The next step is the confirmation of the GOR through gastroenterological studies that will be evaluated individually (contrasted esophagogastric Rx, videoesophagogastrofibroscopy and 24-hour pH-metry). PH-metry is the diagnostic test with the highest sensitivity and specificity to establish the diagnosis of GER. If the test is diagnostic, specific treatment is started.

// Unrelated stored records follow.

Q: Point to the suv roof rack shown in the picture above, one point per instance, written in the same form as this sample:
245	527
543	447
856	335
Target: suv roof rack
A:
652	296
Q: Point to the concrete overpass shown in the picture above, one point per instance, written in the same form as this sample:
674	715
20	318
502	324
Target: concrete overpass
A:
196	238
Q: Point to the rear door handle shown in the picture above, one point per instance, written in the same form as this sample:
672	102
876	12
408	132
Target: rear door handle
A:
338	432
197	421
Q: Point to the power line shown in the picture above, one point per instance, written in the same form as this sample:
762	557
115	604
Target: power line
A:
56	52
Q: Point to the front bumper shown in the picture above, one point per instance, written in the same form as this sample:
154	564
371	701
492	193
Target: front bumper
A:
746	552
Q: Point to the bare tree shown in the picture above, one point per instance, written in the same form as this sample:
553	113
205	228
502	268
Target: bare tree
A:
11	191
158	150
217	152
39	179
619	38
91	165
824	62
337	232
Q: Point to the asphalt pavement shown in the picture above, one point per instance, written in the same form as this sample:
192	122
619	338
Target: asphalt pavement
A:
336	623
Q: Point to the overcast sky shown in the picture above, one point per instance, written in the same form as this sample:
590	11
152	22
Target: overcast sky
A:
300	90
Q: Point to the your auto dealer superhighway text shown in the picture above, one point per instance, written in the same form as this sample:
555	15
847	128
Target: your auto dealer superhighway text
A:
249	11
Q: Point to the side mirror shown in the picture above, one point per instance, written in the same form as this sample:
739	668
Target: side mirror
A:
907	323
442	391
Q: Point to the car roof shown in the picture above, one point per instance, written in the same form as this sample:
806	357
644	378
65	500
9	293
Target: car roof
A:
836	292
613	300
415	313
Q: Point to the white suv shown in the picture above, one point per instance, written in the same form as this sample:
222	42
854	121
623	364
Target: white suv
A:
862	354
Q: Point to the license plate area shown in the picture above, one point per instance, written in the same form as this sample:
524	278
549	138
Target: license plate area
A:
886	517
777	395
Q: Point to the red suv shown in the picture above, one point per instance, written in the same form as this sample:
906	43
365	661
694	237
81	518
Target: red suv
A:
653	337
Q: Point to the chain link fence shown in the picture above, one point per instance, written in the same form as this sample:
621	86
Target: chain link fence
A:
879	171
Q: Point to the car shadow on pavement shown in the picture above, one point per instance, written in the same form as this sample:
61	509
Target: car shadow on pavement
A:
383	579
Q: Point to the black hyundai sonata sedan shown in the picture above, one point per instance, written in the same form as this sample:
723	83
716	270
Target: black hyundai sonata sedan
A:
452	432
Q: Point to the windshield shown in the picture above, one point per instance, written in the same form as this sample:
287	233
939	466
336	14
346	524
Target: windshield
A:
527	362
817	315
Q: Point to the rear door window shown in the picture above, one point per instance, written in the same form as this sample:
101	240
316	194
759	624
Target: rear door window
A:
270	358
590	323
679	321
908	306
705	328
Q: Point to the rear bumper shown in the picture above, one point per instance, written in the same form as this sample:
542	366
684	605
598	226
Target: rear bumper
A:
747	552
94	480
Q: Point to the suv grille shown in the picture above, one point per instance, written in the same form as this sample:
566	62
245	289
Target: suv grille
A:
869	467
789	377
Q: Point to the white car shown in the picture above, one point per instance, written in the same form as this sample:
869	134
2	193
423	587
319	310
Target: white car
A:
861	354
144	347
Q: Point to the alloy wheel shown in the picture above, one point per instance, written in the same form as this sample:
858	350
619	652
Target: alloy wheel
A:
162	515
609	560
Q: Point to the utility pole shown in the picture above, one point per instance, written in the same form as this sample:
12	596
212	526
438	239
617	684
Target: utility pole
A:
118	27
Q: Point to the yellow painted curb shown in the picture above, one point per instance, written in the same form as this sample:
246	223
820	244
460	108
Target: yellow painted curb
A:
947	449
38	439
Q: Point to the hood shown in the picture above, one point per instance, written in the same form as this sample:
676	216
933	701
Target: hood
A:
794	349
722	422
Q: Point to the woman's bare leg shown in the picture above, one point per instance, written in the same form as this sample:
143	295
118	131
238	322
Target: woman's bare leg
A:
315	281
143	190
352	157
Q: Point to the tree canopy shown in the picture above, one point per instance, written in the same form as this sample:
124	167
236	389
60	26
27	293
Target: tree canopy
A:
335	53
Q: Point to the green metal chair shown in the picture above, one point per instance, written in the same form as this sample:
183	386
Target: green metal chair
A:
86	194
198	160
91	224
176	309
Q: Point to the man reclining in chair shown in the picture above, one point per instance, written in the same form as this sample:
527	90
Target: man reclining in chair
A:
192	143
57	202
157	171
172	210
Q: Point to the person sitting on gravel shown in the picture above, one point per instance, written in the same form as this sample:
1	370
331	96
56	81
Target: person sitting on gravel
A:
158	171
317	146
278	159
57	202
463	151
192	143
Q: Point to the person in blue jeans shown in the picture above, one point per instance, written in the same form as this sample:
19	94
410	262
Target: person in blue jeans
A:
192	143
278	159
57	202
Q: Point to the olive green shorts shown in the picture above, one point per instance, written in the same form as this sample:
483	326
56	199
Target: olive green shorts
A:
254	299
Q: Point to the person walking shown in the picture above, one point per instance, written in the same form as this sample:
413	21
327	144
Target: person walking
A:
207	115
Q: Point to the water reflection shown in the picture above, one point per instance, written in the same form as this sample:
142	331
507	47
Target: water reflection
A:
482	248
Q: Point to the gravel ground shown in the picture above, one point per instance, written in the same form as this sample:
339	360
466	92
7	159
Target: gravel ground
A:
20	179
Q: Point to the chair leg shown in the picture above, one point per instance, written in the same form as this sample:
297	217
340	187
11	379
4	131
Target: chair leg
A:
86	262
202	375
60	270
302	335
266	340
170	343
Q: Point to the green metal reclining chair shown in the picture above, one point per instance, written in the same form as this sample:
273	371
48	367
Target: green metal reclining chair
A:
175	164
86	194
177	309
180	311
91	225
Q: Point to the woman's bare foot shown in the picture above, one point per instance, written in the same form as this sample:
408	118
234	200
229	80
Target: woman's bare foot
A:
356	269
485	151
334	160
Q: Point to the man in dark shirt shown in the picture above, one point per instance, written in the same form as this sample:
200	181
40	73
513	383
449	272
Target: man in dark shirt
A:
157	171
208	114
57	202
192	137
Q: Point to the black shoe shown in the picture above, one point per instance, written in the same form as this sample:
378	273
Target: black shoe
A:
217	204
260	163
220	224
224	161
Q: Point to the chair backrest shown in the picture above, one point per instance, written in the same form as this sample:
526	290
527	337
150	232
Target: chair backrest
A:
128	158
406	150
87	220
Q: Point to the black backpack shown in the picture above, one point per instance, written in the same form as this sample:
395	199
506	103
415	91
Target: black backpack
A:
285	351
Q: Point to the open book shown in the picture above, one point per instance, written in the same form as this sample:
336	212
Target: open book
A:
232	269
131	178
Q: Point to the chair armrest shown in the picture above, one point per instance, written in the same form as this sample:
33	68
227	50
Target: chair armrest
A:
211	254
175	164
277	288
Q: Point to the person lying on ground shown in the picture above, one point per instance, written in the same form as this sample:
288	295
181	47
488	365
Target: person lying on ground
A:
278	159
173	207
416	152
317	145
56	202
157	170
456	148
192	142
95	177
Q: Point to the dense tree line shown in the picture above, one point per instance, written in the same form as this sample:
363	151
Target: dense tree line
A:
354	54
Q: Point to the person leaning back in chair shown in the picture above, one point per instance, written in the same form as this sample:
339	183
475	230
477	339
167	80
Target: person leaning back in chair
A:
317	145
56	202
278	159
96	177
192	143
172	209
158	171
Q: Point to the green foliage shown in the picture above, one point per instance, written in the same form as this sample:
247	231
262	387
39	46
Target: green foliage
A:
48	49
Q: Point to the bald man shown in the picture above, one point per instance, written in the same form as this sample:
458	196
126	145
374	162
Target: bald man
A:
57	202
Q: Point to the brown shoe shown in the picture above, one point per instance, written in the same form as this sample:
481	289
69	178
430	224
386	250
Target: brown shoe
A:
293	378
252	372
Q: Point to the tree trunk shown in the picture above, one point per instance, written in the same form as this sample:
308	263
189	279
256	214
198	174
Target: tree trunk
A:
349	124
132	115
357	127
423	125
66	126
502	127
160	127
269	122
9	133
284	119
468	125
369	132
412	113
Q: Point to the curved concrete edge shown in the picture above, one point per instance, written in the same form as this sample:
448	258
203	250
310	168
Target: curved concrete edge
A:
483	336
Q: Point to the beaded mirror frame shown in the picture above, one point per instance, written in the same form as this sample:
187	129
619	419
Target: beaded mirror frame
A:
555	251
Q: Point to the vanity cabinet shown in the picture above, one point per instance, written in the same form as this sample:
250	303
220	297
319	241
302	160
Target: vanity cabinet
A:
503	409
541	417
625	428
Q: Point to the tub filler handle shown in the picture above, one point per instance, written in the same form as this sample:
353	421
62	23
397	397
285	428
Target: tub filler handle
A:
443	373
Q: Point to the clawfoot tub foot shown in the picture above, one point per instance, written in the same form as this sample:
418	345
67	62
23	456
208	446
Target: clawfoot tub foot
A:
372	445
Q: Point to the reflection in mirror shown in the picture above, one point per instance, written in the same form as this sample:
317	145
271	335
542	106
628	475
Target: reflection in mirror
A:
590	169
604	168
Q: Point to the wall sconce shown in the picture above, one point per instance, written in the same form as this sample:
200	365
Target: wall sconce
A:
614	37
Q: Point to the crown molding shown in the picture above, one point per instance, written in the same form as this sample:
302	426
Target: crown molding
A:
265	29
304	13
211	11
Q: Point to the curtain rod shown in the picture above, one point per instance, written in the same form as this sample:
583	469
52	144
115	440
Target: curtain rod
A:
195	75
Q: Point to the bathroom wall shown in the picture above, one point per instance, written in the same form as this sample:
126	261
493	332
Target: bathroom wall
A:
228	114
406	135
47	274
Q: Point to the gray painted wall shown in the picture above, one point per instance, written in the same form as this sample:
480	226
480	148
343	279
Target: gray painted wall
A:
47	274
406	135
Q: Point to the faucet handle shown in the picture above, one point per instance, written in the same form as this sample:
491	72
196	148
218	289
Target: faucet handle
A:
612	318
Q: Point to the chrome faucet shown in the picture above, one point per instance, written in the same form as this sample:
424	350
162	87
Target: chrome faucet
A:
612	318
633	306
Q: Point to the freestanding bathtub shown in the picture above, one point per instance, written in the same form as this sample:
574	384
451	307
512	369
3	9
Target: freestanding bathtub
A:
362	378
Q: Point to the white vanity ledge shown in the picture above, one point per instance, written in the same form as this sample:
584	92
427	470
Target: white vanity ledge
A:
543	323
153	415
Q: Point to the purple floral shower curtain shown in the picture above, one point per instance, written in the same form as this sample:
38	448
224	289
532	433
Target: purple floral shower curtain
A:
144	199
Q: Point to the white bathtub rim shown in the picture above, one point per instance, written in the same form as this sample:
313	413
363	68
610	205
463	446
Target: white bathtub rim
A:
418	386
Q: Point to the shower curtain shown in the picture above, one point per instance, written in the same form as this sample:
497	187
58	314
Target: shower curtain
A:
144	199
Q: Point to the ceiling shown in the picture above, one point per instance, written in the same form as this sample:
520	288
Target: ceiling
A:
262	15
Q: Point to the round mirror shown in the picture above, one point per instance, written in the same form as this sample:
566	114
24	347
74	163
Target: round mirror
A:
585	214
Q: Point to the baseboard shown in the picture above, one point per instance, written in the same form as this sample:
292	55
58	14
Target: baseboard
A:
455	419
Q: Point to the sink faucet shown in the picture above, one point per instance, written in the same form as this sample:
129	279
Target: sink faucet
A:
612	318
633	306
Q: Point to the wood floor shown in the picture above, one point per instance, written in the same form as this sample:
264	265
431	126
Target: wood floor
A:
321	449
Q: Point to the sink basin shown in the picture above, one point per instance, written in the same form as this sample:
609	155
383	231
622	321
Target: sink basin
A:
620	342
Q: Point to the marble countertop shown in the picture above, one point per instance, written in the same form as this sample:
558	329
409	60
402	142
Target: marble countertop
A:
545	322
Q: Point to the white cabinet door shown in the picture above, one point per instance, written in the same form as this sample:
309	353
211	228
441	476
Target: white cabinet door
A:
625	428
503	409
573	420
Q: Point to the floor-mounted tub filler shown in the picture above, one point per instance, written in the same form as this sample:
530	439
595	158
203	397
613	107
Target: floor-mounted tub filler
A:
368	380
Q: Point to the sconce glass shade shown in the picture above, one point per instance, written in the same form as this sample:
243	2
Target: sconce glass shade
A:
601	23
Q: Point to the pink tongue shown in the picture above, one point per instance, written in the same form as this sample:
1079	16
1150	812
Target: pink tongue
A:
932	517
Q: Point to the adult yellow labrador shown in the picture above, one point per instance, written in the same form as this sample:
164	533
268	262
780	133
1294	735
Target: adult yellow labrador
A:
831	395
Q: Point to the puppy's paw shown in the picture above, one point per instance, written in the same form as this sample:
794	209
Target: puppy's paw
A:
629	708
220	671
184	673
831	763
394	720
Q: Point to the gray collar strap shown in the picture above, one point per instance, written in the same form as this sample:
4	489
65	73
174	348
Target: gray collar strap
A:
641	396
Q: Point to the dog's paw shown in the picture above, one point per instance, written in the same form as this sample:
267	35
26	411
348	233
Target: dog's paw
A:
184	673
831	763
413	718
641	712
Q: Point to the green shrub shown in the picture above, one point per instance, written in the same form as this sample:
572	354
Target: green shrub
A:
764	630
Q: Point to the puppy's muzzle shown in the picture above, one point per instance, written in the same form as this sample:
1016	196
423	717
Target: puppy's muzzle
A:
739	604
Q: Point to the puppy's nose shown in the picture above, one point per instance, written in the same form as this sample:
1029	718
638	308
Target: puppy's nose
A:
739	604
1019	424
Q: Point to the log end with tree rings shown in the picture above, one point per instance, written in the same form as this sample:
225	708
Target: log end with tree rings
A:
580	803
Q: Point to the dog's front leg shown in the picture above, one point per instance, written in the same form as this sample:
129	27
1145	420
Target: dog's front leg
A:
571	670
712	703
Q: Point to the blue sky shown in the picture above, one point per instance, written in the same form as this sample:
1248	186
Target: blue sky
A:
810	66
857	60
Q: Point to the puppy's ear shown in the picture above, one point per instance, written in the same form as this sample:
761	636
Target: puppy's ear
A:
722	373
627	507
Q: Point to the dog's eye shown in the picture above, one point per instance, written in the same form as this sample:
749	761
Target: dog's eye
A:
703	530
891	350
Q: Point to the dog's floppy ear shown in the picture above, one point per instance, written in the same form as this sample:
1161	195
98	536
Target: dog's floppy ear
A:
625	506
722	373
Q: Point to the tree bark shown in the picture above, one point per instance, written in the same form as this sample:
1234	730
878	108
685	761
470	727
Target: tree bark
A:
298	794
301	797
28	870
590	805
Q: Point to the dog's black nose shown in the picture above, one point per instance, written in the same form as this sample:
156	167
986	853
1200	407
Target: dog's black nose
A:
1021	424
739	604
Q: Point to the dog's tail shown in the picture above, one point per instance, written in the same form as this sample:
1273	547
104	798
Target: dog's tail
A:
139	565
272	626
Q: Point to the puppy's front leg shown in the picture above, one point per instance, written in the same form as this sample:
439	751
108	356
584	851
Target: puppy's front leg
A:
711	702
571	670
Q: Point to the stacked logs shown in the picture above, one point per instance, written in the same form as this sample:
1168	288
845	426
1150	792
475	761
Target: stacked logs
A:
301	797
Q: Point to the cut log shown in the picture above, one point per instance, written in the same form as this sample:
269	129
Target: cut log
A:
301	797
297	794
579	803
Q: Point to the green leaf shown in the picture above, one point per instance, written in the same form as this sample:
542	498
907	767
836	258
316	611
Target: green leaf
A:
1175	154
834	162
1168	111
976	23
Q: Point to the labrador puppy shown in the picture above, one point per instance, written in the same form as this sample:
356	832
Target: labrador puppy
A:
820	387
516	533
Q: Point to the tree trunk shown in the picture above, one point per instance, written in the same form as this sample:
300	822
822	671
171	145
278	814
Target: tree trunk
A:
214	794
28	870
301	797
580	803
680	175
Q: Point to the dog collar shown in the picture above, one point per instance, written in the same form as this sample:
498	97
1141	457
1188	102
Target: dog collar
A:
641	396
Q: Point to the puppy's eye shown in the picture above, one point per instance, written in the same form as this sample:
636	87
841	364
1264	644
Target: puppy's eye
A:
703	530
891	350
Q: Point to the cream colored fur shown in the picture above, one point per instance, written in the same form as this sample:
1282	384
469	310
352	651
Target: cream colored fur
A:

The last diagnostic step, and only in special cases after an individual assessment, is the performance of a bronchofibroscopy and / or CT of the chest (the latter, for example, in the investigation of bronchiectasis or of lung or mediastinal lesions that are not clearly visible on the X-ray). chest). If the chest X-ray is normal, bronchofibroscopy is generally uneconomical to establish the causal diagnosis of cough. This could have been indicated initially for other reasons such as an alteration in the chest X-ray, due to hemoptysis or suspicion of a foreign body.

Sometimes, after completing the entire study, a final diagnosis cannot be reached. At this time and as a diagnosis of exclusion, psychogenic cough will be taken into account, especially in adolescents and in patients with emotional problems; in these cases, a psychological evaluation and eventual psychiatric treatment will be required. 

When despite the complete study the cause of the cough is not found or it does not disappear with the previous treatment, it is indicated to initiate a symptomatic treatment that is aimed at eliminating the cough reflex. It would also be indicated at any level of the protocol, if cough complications can pose a danger to the patient (for example, rib fractures in a patient with osteoporosis), or when the known cause does not have definitive treatment, such as lymphangitis carcinomatous.